Working people should not be living in poverty. Ensure employees are paid a living wage.
For the past 40 years, Granite Staters have been working harder than ever. Productivity has increased, but for most families, wages are flat and have not kept up with rising costs.
The federal minimum wage that New Hampshire currently aligns with was last increased in 2009. Inflation has eroded the buying power of the minimum wage. In 2019 a minimum wage worker would need to work more than 44 extra days over the course of a year to make the same in real terms that they did in 2009. Over the decade this amounts to the loss of $13,329, nearly a full year of pay for a minimum wage worker.
When jobs don’t pay enough working people turn to public assistance to meet their basic needs. One third of recipients of cash assistance welfare benefits from the TANF program and thirty six percent of recipients of SNAP food stamp benefits are working families.

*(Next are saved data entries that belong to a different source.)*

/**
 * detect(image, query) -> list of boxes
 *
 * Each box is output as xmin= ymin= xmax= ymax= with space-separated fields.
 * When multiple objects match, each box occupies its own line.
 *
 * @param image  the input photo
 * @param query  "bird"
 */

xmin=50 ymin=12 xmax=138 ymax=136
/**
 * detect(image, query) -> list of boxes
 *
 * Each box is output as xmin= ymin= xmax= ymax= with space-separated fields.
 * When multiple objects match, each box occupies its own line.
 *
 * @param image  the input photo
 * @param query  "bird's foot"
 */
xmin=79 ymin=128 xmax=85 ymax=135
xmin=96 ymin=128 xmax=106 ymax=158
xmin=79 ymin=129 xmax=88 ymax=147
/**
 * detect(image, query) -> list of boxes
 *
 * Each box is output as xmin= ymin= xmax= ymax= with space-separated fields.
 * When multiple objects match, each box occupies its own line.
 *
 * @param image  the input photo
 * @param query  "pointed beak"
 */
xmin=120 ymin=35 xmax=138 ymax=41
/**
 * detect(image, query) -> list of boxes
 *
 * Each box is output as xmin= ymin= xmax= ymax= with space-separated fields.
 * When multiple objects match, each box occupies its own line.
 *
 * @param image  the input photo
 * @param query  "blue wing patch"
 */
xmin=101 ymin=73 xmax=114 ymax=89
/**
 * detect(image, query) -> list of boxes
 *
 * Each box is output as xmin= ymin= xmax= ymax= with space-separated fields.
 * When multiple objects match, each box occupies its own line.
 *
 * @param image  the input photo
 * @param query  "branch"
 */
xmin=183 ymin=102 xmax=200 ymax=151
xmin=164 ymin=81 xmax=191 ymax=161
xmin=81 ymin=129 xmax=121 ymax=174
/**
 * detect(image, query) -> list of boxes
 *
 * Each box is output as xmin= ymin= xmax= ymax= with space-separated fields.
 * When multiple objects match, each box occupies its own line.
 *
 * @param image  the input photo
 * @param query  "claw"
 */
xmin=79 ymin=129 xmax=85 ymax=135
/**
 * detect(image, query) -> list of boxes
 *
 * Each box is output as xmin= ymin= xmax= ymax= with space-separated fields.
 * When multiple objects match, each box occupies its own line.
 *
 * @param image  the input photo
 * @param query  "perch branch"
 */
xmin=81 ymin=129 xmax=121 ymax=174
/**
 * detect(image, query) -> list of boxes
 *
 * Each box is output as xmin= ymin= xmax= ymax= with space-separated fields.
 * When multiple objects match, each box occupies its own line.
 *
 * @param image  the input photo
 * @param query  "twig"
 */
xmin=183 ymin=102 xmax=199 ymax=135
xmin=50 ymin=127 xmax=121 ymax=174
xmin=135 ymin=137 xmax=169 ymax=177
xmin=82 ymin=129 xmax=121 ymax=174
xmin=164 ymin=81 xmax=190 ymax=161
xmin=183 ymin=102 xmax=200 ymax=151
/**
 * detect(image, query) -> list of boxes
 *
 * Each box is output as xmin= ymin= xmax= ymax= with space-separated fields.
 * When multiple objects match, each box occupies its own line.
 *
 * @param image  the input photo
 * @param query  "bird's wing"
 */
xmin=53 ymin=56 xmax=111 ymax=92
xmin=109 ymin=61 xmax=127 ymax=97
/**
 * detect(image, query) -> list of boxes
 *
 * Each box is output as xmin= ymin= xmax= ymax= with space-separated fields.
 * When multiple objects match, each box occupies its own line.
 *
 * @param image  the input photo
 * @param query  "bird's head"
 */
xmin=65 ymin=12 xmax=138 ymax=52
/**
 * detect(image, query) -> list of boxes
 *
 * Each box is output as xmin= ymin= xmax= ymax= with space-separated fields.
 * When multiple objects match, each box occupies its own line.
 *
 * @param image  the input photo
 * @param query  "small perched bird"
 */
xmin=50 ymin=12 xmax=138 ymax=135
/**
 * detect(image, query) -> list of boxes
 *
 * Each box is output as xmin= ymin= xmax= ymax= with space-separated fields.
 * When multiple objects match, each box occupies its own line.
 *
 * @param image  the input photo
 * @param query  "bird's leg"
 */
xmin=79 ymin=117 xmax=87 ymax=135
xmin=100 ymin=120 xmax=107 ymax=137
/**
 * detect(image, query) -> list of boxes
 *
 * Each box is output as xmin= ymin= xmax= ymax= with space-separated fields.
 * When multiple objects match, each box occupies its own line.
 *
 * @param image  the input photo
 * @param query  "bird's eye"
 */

New Hampshire is one of the states with the highest percentage of public assistance funds, over 60%, going to working families. These programs provide vital support to working families whose employers pay less than livable wages. These are among the hidden social costs of low wage work. Higher wages would help lower these public assistance costs.
Raising the minimum wage will enable thousands for working families to afford their basic needs and begin saving for the future. And when working people earn a higher wage, they have more money to put back into our communities, helping to build a stronger, more prosperous economy that works for everyone.